Today is former first lady Michelle Obama’s birthday. To celebrate her impact, this HG contributor reflects on what the cover of Obama’s memoir Becoming means to her as a Black woman with big dreams.
When I first saw the cover for Michelle Obama’s memoir, Becoming, it was like staring into a mirror. In her eyes and smile, I saw myself: A smart, ambitious overachieving Black woman—equal parts strong and soft.
Since reading her bestselling memoir and attending the kickoff for the book tour in her hometown of Chicago, I’ve felt a fire lit under me. I am motivated to think bigger and bolder when it comes to my own dreams of becoming a published author, public speaker, and working mom.
My husband and I stood in line in the freezing cold, waiting to enter a sold-out United Center for our chance to breathe the same air as the former first lady during her conversation with Oprah. Before I even entered the venue, I was in awe of Obama’s name and face in lights. The energy in the air was similar to that of a Beyoncé concert (and I’d paid Beyoncé money for us to be there).
If Michelle, a Black girl from the South Side of Chicago, could sell out an arena for a book tour, surely I, a Black girl from Belcamp, Maryland, could go after my own dreams—no matter how crazy they seem to the outside world.
When we returned home after two hours of soaking up all the #BlackGirlMagic that was Michelle and Oprah, I remarked to my husband, “I love Bey, but I might love Michelle even more.” To be clear, both women are rockstars in their own right, but for me—a darker-skinned girl without a waist-length blonde weave who can’t carry a tune—Michelle is a more attainable aspiration.
Sure, I will most likely never become first lady, but I can eventually write a book and become an international speaker. And while I may not sell out arenas, I can sure as heck host a badass book tour someday. And as Michelle has so artfully demonstrated in her life and in her book, I can become a mom without sacrificing my career and be an awesome wife without losing my identity.

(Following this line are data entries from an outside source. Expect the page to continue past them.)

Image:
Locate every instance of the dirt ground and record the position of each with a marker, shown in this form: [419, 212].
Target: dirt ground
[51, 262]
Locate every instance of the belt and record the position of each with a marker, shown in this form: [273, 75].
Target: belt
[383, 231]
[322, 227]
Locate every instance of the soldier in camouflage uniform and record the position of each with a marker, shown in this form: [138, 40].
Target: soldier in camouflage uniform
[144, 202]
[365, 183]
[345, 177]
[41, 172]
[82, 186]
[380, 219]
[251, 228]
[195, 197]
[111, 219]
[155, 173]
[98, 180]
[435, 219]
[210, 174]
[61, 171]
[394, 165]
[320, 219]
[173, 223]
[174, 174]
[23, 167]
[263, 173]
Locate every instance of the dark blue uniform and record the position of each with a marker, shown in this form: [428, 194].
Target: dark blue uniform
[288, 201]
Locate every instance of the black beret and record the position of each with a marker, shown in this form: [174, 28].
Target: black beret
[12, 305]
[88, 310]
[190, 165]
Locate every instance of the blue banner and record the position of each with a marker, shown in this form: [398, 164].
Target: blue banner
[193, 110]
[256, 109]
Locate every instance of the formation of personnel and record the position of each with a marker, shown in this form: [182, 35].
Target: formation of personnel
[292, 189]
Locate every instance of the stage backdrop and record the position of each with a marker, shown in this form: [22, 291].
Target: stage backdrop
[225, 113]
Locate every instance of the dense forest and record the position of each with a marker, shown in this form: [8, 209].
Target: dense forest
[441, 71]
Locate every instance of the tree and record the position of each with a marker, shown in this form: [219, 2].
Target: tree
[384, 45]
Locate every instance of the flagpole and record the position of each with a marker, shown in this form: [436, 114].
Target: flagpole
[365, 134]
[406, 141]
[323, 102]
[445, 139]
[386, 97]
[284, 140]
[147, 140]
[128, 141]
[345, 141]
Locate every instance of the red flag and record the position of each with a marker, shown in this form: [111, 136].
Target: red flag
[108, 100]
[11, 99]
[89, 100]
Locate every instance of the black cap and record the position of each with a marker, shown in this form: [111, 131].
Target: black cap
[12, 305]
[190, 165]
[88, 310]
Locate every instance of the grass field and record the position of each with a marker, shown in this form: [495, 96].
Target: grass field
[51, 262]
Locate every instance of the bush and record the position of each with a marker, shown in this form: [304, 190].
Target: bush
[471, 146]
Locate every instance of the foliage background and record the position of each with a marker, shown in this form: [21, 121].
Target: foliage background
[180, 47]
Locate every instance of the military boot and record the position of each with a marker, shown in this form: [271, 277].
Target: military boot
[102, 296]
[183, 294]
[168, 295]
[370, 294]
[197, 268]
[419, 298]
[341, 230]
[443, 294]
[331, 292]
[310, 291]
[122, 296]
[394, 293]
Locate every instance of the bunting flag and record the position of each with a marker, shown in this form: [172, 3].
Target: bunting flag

Yes, I can have it all, although maybe not all at the same time as Michelle mentioned during her Brooklyn stop:
Back in the day (okay, back in 2013 when I first read Sheryl Sandberg’s Lean In), I truly believed that I could have it all. I mean, Sheryl made it look so easy. Like, if I just tried hard enough, worked hard enough, leaned in hard enough, then the world would open up to me.
That was six years ago, back when I was a wide-eyed journalist aspiring to become a big-city magazine editor. But if I’ve learned anything in the last six years, it’s that priorities shift. Success looks different for each person. And we don’t need to break our backs in order to get it all done. It’s okay to drop a ball here and there—we aren’t superwomen.
When I look at the cover of Becoming, I see my hopes and dreams reflected back at me. I see the woman that I am becoming. I see myself.
Seeing Michelle on stage that night (and then later on the interwebs in those Balenciaga boots), I’m inspired to dream bigger, dream bolder. Anything is possible, and I’m just getting started.